State v. $3,774.28 U.S. Currency
Supreme Court of Texas, Nos. 24-0258 (May 16, 2025)
Opinion by Justice Lehrmann (linked here)
Ken Carroll
The Supreme Court of Texas holds that a party opposing a no-evidence motion for summary judgment need not actually attach to its MSJ response controverting evidence that is already contained in the record, as long as the response specifically points out and discusses that evidence.
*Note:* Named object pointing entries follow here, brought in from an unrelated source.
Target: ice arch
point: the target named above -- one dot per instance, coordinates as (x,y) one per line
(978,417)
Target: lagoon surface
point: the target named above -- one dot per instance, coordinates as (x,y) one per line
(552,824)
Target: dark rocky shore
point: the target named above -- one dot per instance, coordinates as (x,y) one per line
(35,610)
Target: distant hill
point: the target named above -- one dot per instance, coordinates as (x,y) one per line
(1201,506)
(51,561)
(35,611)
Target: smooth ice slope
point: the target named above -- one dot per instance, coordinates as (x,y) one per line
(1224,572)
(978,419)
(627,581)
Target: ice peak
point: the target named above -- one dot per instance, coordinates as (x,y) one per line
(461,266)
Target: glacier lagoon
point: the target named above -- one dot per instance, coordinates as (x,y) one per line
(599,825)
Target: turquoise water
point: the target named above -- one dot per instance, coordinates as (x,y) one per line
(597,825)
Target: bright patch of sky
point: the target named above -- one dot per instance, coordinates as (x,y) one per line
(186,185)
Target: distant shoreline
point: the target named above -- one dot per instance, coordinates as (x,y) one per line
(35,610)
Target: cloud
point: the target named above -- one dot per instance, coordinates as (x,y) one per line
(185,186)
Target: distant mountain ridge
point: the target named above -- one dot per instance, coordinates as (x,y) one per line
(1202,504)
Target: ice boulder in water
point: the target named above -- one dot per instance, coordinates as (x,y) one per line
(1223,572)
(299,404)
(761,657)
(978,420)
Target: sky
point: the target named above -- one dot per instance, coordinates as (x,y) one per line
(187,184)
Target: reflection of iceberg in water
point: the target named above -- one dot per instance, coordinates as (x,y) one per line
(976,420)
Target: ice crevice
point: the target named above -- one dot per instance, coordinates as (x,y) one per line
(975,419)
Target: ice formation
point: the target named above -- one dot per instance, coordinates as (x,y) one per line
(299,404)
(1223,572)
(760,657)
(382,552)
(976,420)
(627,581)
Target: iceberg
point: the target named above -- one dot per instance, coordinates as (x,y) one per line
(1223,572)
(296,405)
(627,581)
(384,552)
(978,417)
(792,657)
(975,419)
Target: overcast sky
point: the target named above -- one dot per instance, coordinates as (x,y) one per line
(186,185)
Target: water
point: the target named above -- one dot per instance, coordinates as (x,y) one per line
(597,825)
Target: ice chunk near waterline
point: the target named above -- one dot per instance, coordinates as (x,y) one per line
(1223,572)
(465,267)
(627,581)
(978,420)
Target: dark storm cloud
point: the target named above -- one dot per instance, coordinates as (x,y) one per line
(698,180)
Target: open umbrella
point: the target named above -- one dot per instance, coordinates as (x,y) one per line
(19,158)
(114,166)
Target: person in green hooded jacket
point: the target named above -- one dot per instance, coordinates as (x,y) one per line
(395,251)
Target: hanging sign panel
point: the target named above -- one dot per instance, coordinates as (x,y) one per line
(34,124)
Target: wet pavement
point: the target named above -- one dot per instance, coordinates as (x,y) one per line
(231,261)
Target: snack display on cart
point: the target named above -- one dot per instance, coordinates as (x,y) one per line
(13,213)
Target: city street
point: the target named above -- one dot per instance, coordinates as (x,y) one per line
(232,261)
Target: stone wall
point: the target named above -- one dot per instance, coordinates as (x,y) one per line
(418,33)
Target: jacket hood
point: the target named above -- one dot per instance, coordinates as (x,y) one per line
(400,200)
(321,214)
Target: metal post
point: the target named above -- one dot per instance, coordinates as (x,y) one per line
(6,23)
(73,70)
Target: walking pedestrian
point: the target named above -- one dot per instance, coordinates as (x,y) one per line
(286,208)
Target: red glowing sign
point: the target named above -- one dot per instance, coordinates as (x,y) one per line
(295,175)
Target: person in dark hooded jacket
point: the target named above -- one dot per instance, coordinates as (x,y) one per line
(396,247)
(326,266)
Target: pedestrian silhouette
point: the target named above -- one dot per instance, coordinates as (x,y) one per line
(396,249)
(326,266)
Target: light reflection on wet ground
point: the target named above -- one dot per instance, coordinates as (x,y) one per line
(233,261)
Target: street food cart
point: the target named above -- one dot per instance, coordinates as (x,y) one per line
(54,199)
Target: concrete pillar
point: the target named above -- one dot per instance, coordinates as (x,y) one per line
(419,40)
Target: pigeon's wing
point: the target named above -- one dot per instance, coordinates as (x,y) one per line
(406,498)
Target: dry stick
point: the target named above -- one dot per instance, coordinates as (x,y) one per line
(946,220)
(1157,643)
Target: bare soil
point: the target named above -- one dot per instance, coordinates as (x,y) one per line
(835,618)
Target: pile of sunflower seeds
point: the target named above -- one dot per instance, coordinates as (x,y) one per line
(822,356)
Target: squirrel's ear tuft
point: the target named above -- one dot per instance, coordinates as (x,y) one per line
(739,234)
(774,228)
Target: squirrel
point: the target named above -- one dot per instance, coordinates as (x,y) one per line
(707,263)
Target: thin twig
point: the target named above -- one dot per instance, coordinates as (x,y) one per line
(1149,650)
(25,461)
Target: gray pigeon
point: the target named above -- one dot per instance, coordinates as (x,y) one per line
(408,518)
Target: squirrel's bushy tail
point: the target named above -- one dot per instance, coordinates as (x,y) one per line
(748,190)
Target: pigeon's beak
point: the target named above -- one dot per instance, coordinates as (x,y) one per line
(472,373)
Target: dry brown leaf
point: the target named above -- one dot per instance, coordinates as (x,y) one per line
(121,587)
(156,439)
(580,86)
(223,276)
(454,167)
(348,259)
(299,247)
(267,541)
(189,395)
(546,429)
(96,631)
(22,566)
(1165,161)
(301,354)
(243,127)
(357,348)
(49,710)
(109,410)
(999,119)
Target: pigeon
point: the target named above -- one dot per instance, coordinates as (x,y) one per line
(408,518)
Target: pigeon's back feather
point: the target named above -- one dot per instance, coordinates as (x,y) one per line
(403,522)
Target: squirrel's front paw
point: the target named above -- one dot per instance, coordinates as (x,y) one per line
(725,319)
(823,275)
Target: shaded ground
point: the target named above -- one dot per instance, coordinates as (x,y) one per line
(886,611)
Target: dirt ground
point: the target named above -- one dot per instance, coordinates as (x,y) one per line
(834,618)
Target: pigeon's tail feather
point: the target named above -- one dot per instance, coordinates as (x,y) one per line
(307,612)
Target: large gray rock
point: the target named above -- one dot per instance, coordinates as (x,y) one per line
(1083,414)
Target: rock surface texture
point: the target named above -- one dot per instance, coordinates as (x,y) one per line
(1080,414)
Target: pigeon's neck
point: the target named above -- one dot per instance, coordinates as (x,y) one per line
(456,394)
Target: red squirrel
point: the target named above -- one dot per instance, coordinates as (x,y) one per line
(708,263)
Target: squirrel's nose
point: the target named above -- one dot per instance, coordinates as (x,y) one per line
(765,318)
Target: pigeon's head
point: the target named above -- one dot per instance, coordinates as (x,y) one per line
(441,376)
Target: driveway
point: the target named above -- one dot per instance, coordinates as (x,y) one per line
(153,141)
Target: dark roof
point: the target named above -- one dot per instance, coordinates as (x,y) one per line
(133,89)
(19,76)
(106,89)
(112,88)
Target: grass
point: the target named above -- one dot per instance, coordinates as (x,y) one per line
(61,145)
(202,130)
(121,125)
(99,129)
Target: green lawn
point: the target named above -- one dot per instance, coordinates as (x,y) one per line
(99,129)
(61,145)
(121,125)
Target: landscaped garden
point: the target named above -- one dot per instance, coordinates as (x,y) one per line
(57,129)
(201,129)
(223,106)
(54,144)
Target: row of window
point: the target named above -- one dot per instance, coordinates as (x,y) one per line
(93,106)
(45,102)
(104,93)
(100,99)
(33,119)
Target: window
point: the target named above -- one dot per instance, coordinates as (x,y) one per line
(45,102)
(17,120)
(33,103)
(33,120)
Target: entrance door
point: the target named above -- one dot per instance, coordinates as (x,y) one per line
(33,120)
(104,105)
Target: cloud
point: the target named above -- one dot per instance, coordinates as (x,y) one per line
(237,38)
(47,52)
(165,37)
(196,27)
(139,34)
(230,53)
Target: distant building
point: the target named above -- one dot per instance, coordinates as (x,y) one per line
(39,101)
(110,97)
In a civil-forfeiture action growing out of alleged opioid trafficking, the owners of the funds at issue filed a no-evidence summary judgment motion against the State. The State submitted a short response that attached no controverting evidence but that referenced and discussed a 44-page affidavit that had been filed with the Notice of Seizure and Intended Forfeiture that commenced the case. The trial court granted summary judgment, saying it “could not consider the affidavit as summary judgment evidence because it understood the rules to require that the nonmovant attach its evidence to the initial response for the trial court’s consideration.” The court of appeals agreed.
The Supreme Court did not. The Court noted that TRCP 166a(i) “requires a nonmovant to ‘produce’ evidence, not ‘attach’ it,” in responding to a no-evidence MSJ. Further, the comment to that rule“ explains that the nonmovant ‘need only point out’ the evidence that raises a fact issue.” The Supreme Court therefore held that “a response to a no-evidence motion for summary judgment that discusses and calls the court’s attention to evidence already in the court’s record ‘points out’ and thus ‘produces’ that evidence,” as required by Rule 166a(i), and that a trial court abuses its discretion by not considering such evidence. Because the State’s response sufficiently “pointed out” the controverting affidavit that was already in the trial court’s file, the Court reversed and vacated the summary judgment.